Fourth Quarter 2012 Highlights (compared to fourth quarter 2011 except as noted)
- Net income was $14.7 million, compared to $5.1 million in the fourth quarter a year ago.
- Revenues from core operations* increased 8% to $54.5 million.
- Net interest margin was 4.09%, compared to 4.22% in the preceding quarter and 4.07% in the fourth quarter a year ago.
- Deposit fees and other service charges increased 9%.
- Revenues from mortgage banking increased 136%.
- Non-performing assets decreased to $50.2 million, or 1.18% of total assets, at December 31, 2012, a 15% decrease compared to three months earlier and a 58% decrease compared to a year earlier.
- Non-performing loans decreased to $34.4 million at December 31, 2012, an 11% decrease compared to three months earlier and a 54% decrease compared to a year earlier.
- The ratio of tangible common equity to tangible assets increased to 11.80% at December 31, 2012.*
- Banner retired the remaining shares of its senior preferred stock.

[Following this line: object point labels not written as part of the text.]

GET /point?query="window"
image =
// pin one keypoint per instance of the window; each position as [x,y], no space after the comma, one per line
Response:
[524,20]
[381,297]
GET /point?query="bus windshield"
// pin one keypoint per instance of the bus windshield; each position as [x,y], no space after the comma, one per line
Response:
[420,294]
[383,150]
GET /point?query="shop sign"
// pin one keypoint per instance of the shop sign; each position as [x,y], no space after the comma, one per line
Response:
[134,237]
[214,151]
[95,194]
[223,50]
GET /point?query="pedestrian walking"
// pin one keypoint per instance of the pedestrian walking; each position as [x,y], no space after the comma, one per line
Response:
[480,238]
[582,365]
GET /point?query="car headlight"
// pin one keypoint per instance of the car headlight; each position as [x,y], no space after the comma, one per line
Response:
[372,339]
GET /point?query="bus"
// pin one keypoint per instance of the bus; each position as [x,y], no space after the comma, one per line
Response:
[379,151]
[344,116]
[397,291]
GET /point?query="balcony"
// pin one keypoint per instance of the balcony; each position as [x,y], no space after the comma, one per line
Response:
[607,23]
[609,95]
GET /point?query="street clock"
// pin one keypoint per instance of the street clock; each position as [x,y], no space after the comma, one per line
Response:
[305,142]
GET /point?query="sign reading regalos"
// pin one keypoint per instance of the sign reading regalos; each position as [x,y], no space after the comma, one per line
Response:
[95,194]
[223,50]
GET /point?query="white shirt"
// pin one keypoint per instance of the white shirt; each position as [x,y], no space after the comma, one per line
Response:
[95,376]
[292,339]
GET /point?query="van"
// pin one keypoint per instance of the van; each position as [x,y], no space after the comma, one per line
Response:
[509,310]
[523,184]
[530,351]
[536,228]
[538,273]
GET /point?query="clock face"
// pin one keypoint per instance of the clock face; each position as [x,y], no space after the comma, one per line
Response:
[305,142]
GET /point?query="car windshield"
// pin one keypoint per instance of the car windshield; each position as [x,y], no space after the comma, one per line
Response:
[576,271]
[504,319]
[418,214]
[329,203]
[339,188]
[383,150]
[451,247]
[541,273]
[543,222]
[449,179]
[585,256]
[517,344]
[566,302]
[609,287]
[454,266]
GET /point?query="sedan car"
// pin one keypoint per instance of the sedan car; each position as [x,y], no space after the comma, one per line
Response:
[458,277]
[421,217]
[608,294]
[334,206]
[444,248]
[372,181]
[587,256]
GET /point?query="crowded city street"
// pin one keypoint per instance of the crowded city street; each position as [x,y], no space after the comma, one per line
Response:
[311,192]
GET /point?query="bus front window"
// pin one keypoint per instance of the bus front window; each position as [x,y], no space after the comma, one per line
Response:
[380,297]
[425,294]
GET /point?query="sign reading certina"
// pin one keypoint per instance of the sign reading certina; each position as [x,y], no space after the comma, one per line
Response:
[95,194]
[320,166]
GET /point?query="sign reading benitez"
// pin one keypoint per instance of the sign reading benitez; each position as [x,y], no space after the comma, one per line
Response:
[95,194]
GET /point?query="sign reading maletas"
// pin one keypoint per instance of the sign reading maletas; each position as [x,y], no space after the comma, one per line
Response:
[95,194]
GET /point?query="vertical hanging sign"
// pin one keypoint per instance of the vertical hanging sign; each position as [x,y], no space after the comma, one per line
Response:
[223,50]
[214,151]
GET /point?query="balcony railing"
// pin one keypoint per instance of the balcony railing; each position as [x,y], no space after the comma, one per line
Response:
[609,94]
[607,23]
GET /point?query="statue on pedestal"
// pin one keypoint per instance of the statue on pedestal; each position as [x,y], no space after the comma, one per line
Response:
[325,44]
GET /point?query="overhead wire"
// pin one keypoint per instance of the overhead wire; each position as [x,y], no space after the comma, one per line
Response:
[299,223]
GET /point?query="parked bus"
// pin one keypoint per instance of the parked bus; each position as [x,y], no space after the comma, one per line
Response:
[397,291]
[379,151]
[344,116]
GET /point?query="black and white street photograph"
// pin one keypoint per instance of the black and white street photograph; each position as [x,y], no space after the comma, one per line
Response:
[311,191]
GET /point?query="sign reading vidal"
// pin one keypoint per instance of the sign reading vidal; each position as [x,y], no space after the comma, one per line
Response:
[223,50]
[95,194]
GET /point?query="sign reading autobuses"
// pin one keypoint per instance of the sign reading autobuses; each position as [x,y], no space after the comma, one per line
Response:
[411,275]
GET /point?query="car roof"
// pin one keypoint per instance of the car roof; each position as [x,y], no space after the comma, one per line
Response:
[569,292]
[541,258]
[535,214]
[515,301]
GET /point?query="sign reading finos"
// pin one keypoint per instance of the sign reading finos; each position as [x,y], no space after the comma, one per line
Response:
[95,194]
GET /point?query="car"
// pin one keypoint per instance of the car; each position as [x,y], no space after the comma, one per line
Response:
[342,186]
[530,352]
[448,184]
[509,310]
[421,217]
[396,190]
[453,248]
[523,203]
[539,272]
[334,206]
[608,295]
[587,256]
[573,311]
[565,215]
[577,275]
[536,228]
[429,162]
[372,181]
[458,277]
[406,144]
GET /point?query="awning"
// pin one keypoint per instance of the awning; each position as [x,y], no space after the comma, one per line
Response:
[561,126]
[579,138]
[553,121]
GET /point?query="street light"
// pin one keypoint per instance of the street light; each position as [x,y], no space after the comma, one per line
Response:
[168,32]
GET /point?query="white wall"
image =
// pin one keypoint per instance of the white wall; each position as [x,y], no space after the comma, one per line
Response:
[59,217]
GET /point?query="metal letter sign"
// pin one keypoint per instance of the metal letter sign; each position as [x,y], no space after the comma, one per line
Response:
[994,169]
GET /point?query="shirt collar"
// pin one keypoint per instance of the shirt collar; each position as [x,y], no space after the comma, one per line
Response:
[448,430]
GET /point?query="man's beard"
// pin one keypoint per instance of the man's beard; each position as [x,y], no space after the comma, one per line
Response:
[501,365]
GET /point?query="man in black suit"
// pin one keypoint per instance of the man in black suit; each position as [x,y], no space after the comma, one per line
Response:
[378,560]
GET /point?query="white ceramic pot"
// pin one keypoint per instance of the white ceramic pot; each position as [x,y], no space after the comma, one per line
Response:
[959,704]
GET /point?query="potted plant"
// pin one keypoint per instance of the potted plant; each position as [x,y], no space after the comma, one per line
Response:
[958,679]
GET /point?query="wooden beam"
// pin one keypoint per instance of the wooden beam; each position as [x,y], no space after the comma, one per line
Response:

*Earnings information excluding fair value and other-than-temporary impairment (OTTI) adjustments (alternately referred to as other operating income from core operations or revenues from core operations) and the ratio of tangible common equity (which excludes other intangible assets and preferred stock) to tangible assets represent non-GAAP (Generally Accepted Accounting Principles) financial measures. Management has presented these non-GAAP financial measures in this earnings release because it believes that they provide useful and comparative information to assess trends in Banner's core operations reflected in the current quarter's results and facilitate the comparison of our performance with the performance of our peers. Where applicable, comparable earnings information using GAAP financial measures is also presented.
Income Statement Review"The net interest margin expansion compared to a year ago, for both the quarter and full year, reflects important reductions in deposit and other funding costs, as well as a significant reduction in the adverse effect of non-performing assets," said Grescovich. "However, the continuing impact of exceptionally low market interest rates is clearly evident in declining asset yields and the contraction of our net interest margin compared to the immediately preceding quarter." Banner's net interest margin was 4.09% in the fourth quarter of 2012, compared to 4.22% in the preceding quarter and 4.07% in the fourth quarter a year ago. The margin in the third quarter benefited by nine basis points from the collection of previously unrecognized interest on certain nonaccrual loans, while collections on those loans added just three basis points to the margin in the current quarter. For all of 2012, the net interest margin was 4.17% compared to 4.05% in 2011.